I keep thinking about that girl with the over-plucked eyebrows and too-solemn expression in the photo, how little she knew about herself and the world. How resolute she was to see it but how small her world was in all reality. I’ve been thinking about all the amazing places I took that magic little book to. I’ve been thinking about all the people who’ll never have a passport, how bloody luck I am to have one. I’m thinking about what the 40 year old me will be like when the next one runs out. Wondering how her life will be, who her people will be, how much will still be the same and how much will have really changed.

I’m reading four books at the moment. The Art of Travel, A Passage to India, The Cave of the Yellow Dog and Watership Down. Spot a theme? When I say I’m reading them at the moment, I mean they’re all at various stages of unfinishedness, and I like it that way. I’m not going anywhere for a couple of months at least but that doesn’t stop me journeying. I’m journeying in my own way and travelling without moving. I’m sating my wanderlust through my books, through my students and in my own gorgeous little sunshiney bucket list city.

…you are in a city and country that’s on everyone’s bucket list (especially mine!) – if I were you I’d probably never travel again.

too true Rebekah, too true. 

Because it’s not about the travelling, it’s not about ticking things off a list. It’s about the experience, the journeys, the people. You don’t have to be a thousand miles from home to become more aware of your surroundings or to meet people who’ll change your life. So many people, myself included, think of time spent abroad as being a different lifetime, another world. But it’s not. We’re still the same people we were out there, we just gave ourselves more permission, freedom and opportunity out there. But life is choices no matter where you are and it’s about choosing new, choosing challenge, choosing experiences.

(And now I have to acknowledge the fact that I’ve got Renton’s monologue in my head after all that choose… I’m a big Irvine Welsh fan, but that man, quote has been done to death…Sorry, moving on.)

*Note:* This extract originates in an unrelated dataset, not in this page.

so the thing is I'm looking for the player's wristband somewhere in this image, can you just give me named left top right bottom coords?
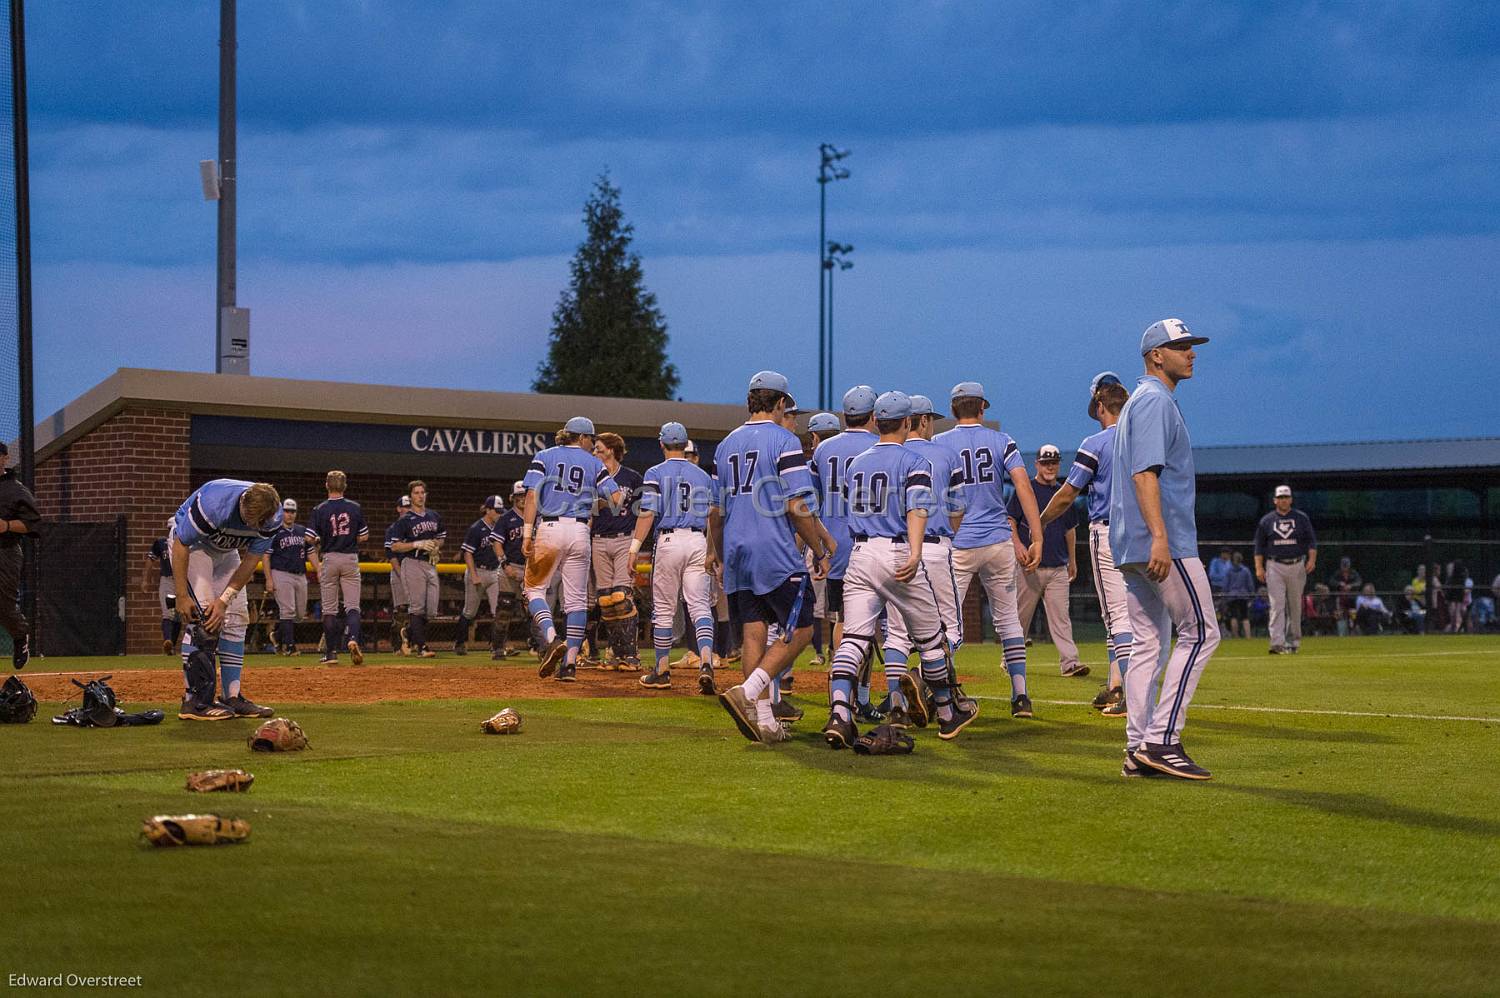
left=217, top=585, right=241, bottom=606
left=628, top=538, right=642, bottom=559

A few days ago, still blissed from sun soaked yoga, in a coffee shop neither of us had been to before (how far from Trainspotting could we get?) I had one of those lovely conversations I don’t get to have too often in Ireland. Among a hundred sacred things, we talked about the gurning to travel versus the idea of the journey, that challenge that brings someone new home in place of the one who left, some changes always less discernible than others.

Sometimes all we want to do is run away to a place where real life can’t follow. Skip off somewhere where there are no complications or decisions or uncertainties, an easy fix. But we forget in all our daydreams that when we travel, the one thing we will always take with us is ourselves, and there is only so much that can distract us from that singular certainty. So the journey remains, whether we travel or not. The challenge is to actively travel life rather than watching it go by out a window.

I’m currently concocting a bucket list of things to do here in Ireland, what places or things are on your bucket list?